After a two-week hiatus during which The Robster has more than capably filled in for me, I’m back with the latest chronological installment of the R.E.M. singles, as released here in the UK.
It’s worth mentioning at this juncture that while myself and The Robster came to R.E.M. at similar times with Document being the first album we both picked up on, he very quickly looked to discover the back catalogue which I chose not to do on the ground of it being expensive (it was an era of CDs being stupidly priced and vinyl was no longer an option on the grounds of lack of storage space in a small flat).
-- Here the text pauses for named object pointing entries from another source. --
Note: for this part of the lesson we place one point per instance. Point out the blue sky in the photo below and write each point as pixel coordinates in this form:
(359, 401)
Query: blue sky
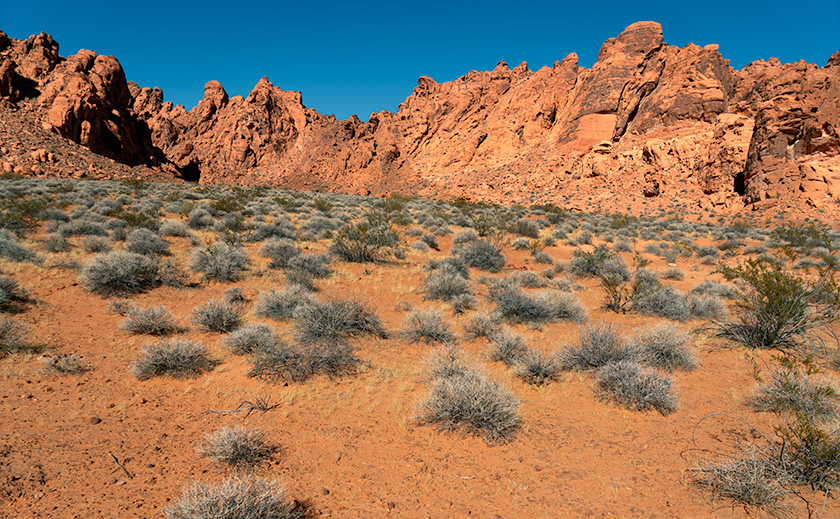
(363, 57)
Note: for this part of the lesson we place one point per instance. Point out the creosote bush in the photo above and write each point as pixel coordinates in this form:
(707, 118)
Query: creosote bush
(237, 447)
(778, 308)
(178, 358)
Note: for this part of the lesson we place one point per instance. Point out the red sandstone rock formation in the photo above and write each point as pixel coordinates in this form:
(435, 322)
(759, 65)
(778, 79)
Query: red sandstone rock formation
(648, 120)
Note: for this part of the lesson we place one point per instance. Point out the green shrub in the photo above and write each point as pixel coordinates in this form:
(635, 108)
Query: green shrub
(779, 309)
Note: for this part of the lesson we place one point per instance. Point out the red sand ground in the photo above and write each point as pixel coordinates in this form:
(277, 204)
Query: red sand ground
(350, 445)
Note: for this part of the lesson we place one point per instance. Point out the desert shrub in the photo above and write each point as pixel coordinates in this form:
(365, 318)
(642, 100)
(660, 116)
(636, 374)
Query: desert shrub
(543, 257)
(238, 497)
(12, 250)
(547, 305)
(482, 255)
(449, 360)
(708, 251)
(14, 336)
(631, 385)
(446, 283)
(121, 273)
(673, 273)
(481, 325)
(237, 447)
(475, 403)
(154, 320)
(453, 263)
(507, 346)
(715, 288)
(95, 244)
(218, 315)
(795, 387)
(250, 339)
(280, 252)
(365, 242)
(590, 264)
(751, 478)
(144, 241)
(525, 227)
(521, 244)
(707, 307)
(179, 358)
(428, 325)
(538, 368)
(53, 243)
(465, 236)
(336, 319)
(463, 302)
(219, 261)
(666, 302)
(174, 228)
(430, 240)
(665, 347)
(779, 309)
(598, 346)
(11, 293)
(316, 266)
(64, 363)
(331, 357)
(281, 304)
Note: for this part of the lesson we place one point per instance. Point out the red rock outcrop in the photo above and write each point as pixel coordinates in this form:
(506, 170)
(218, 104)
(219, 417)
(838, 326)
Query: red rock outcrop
(649, 120)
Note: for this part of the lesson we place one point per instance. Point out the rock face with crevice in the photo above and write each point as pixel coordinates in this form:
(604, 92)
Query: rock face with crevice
(648, 120)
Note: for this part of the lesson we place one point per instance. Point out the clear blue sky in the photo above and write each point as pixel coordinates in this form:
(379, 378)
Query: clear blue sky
(362, 57)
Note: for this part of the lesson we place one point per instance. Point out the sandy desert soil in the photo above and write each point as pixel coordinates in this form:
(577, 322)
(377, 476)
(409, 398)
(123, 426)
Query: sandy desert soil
(351, 446)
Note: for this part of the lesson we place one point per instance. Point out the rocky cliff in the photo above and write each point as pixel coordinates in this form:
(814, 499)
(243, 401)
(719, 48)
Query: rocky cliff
(648, 122)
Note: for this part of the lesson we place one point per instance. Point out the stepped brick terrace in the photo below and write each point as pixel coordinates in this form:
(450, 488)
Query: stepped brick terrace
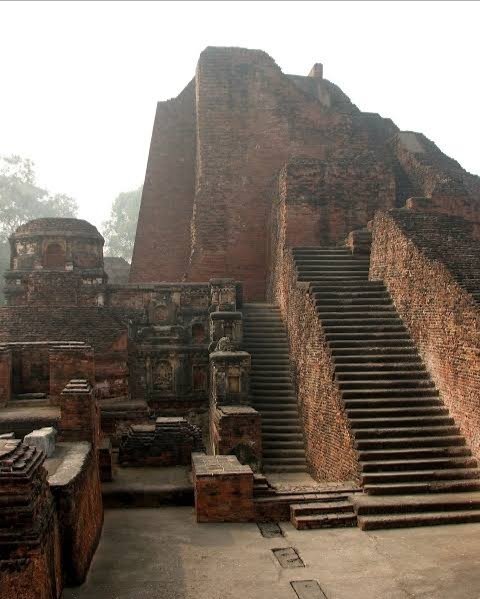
(295, 347)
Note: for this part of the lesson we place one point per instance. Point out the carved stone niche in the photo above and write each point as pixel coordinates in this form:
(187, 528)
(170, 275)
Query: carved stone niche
(161, 311)
(229, 376)
(199, 332)
(226, 324)
(223, 295)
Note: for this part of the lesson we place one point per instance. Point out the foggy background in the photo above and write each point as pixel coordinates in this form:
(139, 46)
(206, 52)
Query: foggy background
(80, 80)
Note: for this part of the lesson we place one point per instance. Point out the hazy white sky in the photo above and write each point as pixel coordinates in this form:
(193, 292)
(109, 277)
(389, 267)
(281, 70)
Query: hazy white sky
(80, 80)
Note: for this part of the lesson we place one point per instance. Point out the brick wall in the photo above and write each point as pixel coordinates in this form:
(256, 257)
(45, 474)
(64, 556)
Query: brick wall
(427, 260)
(162, 246)
(79, 507)
(328, 440)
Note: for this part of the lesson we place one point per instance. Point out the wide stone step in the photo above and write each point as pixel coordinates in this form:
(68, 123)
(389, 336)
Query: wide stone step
(422, 519)
(427, 475)
(399, 422)
(389, 366)
(409, 442)
(328, 520)
(366, 340)
(284, 452)
(364, 322)
(419, 453)
(438, 486)
(267, 467)
(399, 432)
(284, 445)
(373, 413)
(418, 464)
(380, 393)
(386, 383)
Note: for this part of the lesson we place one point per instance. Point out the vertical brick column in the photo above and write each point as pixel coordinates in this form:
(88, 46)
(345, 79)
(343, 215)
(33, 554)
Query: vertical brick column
(226, 324)
(229, 378)
(30, 556)
(79, 413)
(223, 489)
(5, 375)
(67, 362)
(223, 295)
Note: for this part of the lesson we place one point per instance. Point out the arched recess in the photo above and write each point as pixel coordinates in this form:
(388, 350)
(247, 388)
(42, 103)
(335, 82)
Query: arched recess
(54, 256)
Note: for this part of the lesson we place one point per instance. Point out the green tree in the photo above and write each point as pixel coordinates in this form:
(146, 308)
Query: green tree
(21, 200)
(119, 230)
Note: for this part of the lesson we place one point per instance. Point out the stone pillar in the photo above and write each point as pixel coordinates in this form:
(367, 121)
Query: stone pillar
(67, 362)
(223, 295)
(5, 375)
(226, 324)
(30, 556)
(223, 489)
(79, 413)
(359, 242)
(237, 430)
(229, 378)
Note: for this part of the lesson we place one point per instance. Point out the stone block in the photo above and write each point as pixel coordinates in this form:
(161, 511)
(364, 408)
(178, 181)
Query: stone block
(43, 439)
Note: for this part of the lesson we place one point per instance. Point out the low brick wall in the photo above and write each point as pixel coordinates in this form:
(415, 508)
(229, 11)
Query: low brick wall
(424, 260)
(328, 439)
(78, 499)
(237, 430)
(223, 489)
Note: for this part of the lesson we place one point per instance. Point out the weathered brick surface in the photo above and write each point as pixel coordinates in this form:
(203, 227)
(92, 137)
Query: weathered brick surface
(30, 556)
(78, 502)
(207, 202)
(223, 489)
(5, 376)
(428, 262)
(237, 430)
(328, 439)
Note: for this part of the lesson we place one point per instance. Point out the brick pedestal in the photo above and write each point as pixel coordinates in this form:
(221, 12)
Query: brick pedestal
(69, 362)
(223, 489)
(79, 413)
(237, 430)
(5, 376)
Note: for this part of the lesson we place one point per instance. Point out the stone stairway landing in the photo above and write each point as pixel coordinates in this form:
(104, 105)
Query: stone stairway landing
(407, 442)
(271, 388)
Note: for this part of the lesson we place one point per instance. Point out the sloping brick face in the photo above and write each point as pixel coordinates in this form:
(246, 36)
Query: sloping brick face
(425, 260)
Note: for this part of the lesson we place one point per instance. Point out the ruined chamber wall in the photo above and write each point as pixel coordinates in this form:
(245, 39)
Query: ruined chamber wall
(428, 261)
(329, 442)
(162, 244)
(78, 501)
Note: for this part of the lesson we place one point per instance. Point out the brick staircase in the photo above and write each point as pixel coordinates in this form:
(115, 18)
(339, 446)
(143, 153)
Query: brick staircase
(408, 444)
(272, 389)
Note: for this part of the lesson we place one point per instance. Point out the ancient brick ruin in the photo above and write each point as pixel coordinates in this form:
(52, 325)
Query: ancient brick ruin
(303, 297)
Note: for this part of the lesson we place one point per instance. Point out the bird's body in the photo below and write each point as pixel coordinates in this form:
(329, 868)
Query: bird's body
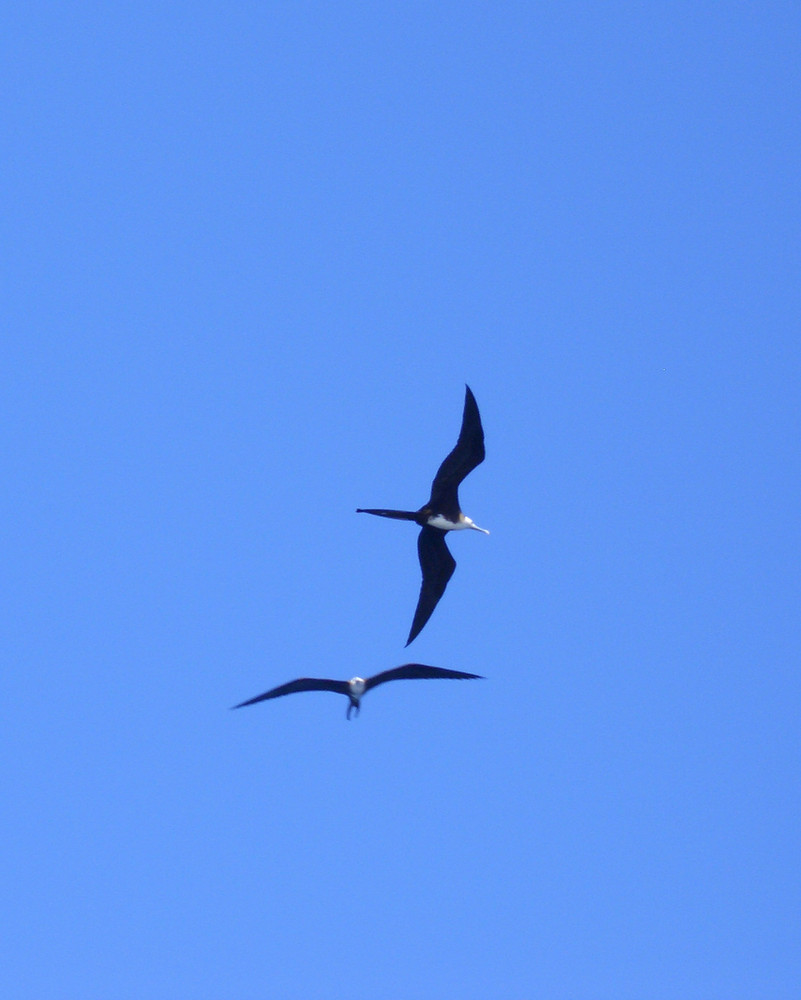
(442, 513)
(357, 687)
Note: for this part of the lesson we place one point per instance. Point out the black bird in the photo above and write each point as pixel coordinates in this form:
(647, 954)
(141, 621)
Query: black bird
(442, 513)
(357, 687)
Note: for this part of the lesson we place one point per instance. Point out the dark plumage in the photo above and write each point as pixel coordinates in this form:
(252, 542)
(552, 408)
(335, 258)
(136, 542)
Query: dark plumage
(442, 513)
(357, 687)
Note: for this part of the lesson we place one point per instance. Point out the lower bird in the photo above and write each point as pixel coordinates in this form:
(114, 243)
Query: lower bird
(357, 687)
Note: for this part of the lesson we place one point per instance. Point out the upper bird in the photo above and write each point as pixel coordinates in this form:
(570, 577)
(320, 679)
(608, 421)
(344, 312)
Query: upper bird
(357, 687)
(442, 513)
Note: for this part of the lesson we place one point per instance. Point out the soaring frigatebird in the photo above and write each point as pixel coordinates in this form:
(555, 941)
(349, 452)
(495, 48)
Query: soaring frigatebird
(442, 513)
(357, 687)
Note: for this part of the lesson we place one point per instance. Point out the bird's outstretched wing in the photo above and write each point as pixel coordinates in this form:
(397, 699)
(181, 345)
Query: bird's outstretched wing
(437, 565)
(417, 671)
(467, 454)
(301, 684)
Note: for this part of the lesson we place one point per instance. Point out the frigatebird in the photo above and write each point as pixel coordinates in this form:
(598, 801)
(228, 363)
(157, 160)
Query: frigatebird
(357, 687)
(442, 513)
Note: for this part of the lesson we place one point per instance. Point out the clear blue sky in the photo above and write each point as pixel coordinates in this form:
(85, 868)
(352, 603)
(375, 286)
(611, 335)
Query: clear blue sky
(252, 253)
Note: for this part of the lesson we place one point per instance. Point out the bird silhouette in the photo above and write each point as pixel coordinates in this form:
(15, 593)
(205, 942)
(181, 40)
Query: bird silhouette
(357, 687)
(442, 513)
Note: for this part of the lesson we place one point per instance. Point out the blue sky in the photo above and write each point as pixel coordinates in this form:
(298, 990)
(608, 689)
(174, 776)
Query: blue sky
(252, 254)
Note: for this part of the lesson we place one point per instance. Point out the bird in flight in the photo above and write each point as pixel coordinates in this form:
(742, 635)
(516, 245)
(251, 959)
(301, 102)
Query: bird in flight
(357, 687)
(442, 513)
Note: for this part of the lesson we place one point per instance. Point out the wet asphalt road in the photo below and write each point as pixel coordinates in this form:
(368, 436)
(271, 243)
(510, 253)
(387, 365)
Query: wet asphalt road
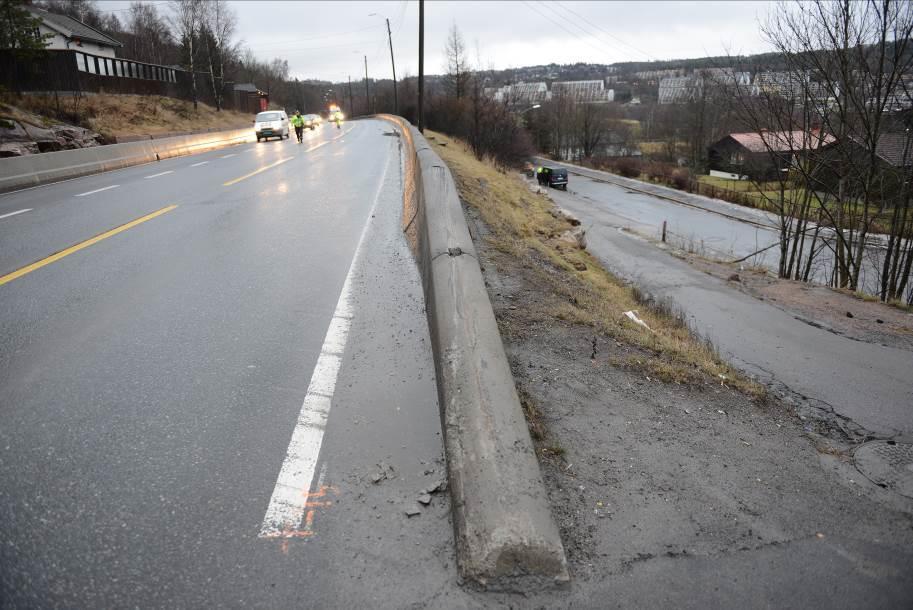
(709, 227)
(150, 384)
(870, 385)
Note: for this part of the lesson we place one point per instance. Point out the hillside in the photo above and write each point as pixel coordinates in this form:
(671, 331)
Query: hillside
(39, 123)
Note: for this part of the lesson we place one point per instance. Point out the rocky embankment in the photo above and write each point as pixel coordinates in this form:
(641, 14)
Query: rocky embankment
(20, 136)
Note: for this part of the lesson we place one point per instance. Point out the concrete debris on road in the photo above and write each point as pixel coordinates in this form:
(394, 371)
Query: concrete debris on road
(633, 316)
(575, 237)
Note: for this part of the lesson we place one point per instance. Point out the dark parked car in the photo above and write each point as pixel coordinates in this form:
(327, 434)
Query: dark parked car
(552, 176)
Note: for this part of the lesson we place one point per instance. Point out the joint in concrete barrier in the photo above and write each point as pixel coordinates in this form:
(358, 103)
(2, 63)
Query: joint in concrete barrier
(506, 537)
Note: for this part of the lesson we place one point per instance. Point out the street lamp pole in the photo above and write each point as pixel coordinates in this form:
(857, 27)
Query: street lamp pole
(393, 65)
(421, 66)
(367, 97)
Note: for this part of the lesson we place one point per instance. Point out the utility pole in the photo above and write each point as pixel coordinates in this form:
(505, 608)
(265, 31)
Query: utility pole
(367, 97)
(393, 64)
(421, 66)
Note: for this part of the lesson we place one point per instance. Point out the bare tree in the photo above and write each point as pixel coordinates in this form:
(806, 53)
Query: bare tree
(841, 66)
(186, 19)
(150, 39)
(457, 69)
(220, 22)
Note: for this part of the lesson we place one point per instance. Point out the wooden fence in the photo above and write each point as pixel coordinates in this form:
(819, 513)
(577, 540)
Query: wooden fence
(75, 72)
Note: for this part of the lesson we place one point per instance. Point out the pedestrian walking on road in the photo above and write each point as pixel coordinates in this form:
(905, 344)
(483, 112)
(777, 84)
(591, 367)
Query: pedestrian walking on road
(298, 123)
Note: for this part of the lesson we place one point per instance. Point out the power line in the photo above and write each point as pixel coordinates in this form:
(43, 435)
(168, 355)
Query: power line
(576, 35)
(330, 46)
(614, 48)
(298, 40)
(590, 23)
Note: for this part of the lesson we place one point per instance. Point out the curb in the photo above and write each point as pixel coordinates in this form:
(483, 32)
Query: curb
(506, 537)
(44, 168)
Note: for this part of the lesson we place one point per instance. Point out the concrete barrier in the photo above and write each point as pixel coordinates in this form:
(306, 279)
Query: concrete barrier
(506, 537)
(33, 170)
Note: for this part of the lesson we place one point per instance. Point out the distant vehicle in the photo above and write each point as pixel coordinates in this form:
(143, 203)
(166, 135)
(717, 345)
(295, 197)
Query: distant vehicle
(271, 124)
(552, 176)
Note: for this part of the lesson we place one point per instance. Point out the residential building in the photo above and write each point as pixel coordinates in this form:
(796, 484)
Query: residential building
(520, 93)
(679, 89)
(584, 91)
(763, 155)
(66, 33)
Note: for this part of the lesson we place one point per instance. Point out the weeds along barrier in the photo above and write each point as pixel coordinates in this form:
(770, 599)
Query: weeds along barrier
(505, 535)
(43, 168)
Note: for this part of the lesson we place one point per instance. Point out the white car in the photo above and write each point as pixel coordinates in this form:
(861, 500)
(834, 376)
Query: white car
(271, 124)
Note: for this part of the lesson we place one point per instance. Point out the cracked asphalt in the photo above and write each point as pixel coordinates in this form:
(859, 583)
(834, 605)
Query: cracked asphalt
(863, 389)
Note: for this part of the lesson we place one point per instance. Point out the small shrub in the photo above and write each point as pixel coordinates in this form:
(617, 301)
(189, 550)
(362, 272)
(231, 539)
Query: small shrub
(681, 179)
(629, 168)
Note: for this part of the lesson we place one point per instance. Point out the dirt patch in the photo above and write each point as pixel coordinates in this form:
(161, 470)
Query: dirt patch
(641, 471)
(116, 116)
(669, 490)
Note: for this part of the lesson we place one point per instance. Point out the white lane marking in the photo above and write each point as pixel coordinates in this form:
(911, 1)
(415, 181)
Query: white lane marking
(16, 212)
(290, 495)
(325, 142)
(113, 186)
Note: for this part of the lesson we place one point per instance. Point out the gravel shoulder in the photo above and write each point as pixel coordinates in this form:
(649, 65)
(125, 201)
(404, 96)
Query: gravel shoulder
(839, 312)
(688, 493)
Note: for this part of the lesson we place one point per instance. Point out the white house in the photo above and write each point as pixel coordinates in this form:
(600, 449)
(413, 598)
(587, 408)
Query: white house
(72, 34)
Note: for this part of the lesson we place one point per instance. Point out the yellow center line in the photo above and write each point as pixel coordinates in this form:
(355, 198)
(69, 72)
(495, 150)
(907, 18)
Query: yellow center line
(256, 171)
(9, 277)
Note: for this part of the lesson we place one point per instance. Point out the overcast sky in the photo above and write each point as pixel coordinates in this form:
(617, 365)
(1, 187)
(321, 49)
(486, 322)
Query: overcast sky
(328, 40)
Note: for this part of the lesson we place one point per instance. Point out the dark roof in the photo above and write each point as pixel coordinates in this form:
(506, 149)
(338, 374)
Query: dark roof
(896, 149)
(73, 28)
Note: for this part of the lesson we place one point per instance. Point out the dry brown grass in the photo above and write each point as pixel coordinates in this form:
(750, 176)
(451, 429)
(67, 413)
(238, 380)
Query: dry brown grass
(524, 225)
(124, 115)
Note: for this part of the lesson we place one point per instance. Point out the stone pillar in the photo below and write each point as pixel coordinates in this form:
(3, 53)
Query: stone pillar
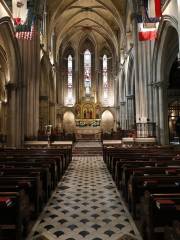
(11, 115)
(155, 117)
(130, 112)
(30, 54)
(178, 4)
(163, 114)
(52, 114)
(123, 115)
(136, 65)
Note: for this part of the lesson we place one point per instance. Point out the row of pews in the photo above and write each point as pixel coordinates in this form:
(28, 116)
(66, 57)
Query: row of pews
(27, 179)
(149, 181)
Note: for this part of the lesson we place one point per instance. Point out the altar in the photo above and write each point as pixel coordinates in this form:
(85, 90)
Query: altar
(88, 133)
(88, 120)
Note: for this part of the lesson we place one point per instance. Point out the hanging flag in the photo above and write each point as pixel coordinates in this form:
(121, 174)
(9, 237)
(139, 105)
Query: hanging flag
(24, 22)
(25, 33)
(146, 32)
(148, 21)
(154, 9)
(19, 9)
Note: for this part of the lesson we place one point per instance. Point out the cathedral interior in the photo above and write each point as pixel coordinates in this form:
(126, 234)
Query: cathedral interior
(89, 119)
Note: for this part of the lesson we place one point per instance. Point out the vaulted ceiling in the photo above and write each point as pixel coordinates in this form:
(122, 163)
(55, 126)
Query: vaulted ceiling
(97, 18)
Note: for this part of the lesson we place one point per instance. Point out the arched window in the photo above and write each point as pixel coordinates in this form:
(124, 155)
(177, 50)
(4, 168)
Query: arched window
(105, 77)
(70, 66)
(87, 72)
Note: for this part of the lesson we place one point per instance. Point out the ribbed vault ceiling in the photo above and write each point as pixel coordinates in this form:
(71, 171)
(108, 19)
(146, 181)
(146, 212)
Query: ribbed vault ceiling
(96, 18)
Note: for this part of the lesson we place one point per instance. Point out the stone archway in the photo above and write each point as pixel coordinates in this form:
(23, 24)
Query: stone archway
(166, 50)
(107, 121)
(12, 84)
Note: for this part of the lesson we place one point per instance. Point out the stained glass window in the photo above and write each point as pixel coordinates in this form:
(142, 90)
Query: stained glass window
(70, 79)
(105, 77)
(87, 72)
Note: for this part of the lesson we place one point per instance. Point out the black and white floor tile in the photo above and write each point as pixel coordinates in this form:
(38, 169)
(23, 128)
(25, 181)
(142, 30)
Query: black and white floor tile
(86, 206)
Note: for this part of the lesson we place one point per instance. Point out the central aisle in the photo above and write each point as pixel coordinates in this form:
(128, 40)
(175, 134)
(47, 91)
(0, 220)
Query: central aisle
(86, 206)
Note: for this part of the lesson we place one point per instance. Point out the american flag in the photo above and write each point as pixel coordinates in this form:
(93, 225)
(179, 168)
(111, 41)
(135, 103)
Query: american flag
(26, 35)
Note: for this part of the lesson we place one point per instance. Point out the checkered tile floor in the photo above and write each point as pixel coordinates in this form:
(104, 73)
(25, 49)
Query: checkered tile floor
(86, 206)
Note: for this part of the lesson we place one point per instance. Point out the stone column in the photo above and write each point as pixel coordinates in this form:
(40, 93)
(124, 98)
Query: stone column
(163, 110)
(123, 115)
(155, 117)
(52, 114)
(11, 115)
(30, 54)
(130, 111)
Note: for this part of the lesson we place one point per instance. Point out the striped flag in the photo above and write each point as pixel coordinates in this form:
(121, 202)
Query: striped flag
(146, 33)
(154, 9)
(27, 34)
(148, 21)
(19, 9)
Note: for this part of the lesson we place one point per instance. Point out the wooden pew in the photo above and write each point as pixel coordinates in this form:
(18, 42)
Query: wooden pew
(154, 184)
(161, 210)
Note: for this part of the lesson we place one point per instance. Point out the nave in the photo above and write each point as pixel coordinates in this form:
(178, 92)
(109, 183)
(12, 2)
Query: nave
(86, 205)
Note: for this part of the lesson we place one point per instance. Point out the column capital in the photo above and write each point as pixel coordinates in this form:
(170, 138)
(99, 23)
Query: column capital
(10, 86)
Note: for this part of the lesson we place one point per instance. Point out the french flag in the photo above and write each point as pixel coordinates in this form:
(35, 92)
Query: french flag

This means that the early material and the posts I’m pulling together are written from the perspective of a being a very late arrival to the party and hearing the songs for the first time many years after their release. It also means the two of us pulling this series together (independently of one another as we don’t share the pieces until they are ready to be published) will likely come at some things from different angles. It might even mean that we disagree on some things…which I know from an e-mail exchange is certainly the case in terms of the songs on offer today!
As was mentioned by The Robster just last week, IRS had a bizarre habit of making strange choices as singles and I’ll add my opinion that further evidence to back this up emerged in October 1985.
One of the many books written about the band is Adventures In Hi-Fi : The Complete R.E.M. in which authors Rob Jovanovic and Tim Abbott provide an incredible amount of factual detail including the setlists from all the show of which there were a great many in 1985. Using their work, along with the info available on the online setlist.fm website, it can be seen where previous single Cant Get There From Here was aired at just about every one of the 115 shows that year, the closing track from the new album Fables of The Reconstruction was played just three times.
Wendell Gee was not one of the band’s favourite collective moments and it wasn’t a track they shared with the enthusiastic crowds who were coming in increasing numbers to their gigs at home and in Europe. And yet, this is the one that IRS decided to issue as the band’s sixth UK single, a decision made even more baffling by the fact it wasn’t released as a stand-alone 45 in the USA.
It might work well enough as a downbeat and slow-paced number to close off an album, albeit my own view is that it is the dullest and among the least memorable of the songs on Fables. It certainly has nothing going for it as a 45 – especially from a band still searching for that elusive breakthrough hit.
mp3: R.E.M – Wendell Gee
It was released in 7″ and 12″ form (with the blue background on the cover as shown at the top of this posting) along with a special as a 2×7″ release which came with the same photo but with a light green background.
One song was common to all three releases:-
mp3: R.E.M. – Crazy
A cover of a song by Pylon, another band to emerge out of Athens, GA in the late 70s/early 80s and who were very much at the heart of the scene when the four members of R.E.M. all found themselves in the town there for one reason or another. There’s a few folk out there who are fans of the band, and if anyone wants to write up any sort of appreciative post, then please feel free to do so. On the evidence of this underwhelming cover version, I haven’t been the least bit interested in seeking out anything else they have recorded.
The 12″ and double pack one song in common
This was taken from a show at Music Hall, Seattle on 27 June 1984. The reasonably high-quality production reflects that the gig was taped for a radio broadcast. It’s a rendition of a song that I’ve long thought could have provided a breakthrough hit for the band, especially if it had been released in the summer of 85 when they were headlining their own tour of the UK as well as appearing on the bill of a large one-day festival in Milton Keynes at which U2 headlined and from which footage was broadcast on Channel 4.
Two previously unreleased tracks formed the second piece of vinyl in the double pack:-
As the sleevenotes on the compilation Dead Letter Office would later reveal, the two songs are in fact kissing cousins.
Ages Of You is one of the first band compositions, dating back to 1980, rising from the ashes of an existing song called Burning Down.
Peter Buck offers these thoughts:-
When we got tired of Burning Down, we kept the two pieces that we liked and rewrote the rest to come up with Ages of You. We got tired of that one, also.”
There had been some thought to include Ages of You on the Chronic Town EP back in 1982 but it was removed at a fairly late-stage on the basis of there not being a lot of love for it among the band or the new bosses at IRS Records in the process, with Wolves, Lower brought on board as its replacement. Both the versions on show today are taken from Dead Letter Office (a collection of b-sides and outtakes) rather than the single itself.